Novel Nostalgia Merah mengusung genre inverted detective story, suatu sub genre detektif yang berbeda dengan tipikal whodunit. Whodunit mungkin bisa kalian temukan di hampir sebagian besar cerita detektif era Golden Age, karya-karya Agatha Christie, karya-karya Sir Arthur Conan Doyle, dan beberapa cerita detektif lainnya.
Genre inverted atau howcatchem / whydunit ini sendiri, konon awal ditemukannya adalah lewat
The Singing Bone (1912) karya R. Austin Freeman. Dulu, Freeman membuat cerita yang dibagi ke dalam dua bagian, pertama untuk mengungkap fakta-fakta kasus kejahatannya di awal, berikut pelakunya. Sementara pembaca bertanya-tanya, “Apa yang tersisa dari cerita inverted kalau begitu?

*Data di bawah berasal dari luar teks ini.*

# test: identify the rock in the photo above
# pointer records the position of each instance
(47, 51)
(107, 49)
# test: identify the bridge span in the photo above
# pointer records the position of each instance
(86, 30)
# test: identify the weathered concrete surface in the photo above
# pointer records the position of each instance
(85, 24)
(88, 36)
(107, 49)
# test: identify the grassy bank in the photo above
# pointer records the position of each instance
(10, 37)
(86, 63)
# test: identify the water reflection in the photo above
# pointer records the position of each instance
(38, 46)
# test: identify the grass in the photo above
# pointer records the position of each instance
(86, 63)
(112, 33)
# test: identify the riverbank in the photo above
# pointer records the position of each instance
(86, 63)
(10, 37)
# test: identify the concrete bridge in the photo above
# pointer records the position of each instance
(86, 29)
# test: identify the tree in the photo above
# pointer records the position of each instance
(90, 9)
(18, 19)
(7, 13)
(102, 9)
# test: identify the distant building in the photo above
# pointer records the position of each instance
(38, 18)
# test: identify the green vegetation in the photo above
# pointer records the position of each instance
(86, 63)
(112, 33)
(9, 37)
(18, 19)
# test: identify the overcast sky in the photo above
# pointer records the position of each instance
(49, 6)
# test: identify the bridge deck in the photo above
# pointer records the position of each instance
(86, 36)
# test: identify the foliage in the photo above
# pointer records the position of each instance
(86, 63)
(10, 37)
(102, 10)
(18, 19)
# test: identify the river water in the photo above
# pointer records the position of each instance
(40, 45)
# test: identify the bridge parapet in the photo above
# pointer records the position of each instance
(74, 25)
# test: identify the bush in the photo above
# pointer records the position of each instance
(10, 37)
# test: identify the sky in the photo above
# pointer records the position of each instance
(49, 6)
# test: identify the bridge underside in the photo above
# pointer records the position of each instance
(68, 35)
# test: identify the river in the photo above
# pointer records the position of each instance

Kita toh sudah tahu pelaku dan bagaimana cara melakukan kejahatannya,” tentu saja Freeman membuat bagian dua yang berisi investigasinya. Hal inilah yang dikatakan menjadi suatu penemuan baru, atau suatu “materi” baru dengan struktur baru pula.
Sejak kemunculan The Singing Bone, mulai muncul banyak cerita dari subgenre ini, salah satunya yang populer adalah serial klasik yang pernah tayang di TVRI, Columbo.
Hampir mirip seperti karya Freeman itu, Nostalgia Merah memakai format tiga bagian. Bagian pertama adalah untuk awal kisah, bagian dua mulainya tragedi dan investigasi, serta bagian tiga ada penyelesaian berikut side dish yang ditawarkan. Kenapa ada “makanan pendamping” ini? Karena saya tahu, bahwa Bang Fadli juga menulis cerita hardboiled dengan tokoh Tony Yahya, dan cerita sampingan ini mungkin dibuat untuk kecintaannya pada genre detektif yang lebih realistis itu.
Bagi teman-teman yang mau mulai membaca genre detektif, mungkin perlu menjelajahi genre lain yang tidak hanya whodunit. Berhubung buku-buku luar dan klasik pasti sudah banyak bertebaran, maka kalian harus juga mencoba buku dari penulis Indonesia. Dari sana, kalian baru akan tahu, bahwa genre detektif sedang berusaha untuk bangkit dan menuju Golden Age lagi. Semoga penulis Indonesia lainnya lebih banyak menulis buku-buku genre detektif untuk meramaikan khazanah fiksi kriminal di Indonesia.
Oh ya, dengar-dengar, Nostalgia Merah ini menjadi seri pertama dari kelompok serial “Gardi Prima’s Inverted Detective Story”. Saya jadi tidak sabar ingin menunggu kiprah Gardi Prima selanjutnya. Penasaran sekaligus ingin tahu, kasus apa lagi yang akan coba disajikan oleh Bang Fadli yang begitu menyukai literatur detektif.
Lima bintang untuk buku keren ini! Semangat Bang Fadli!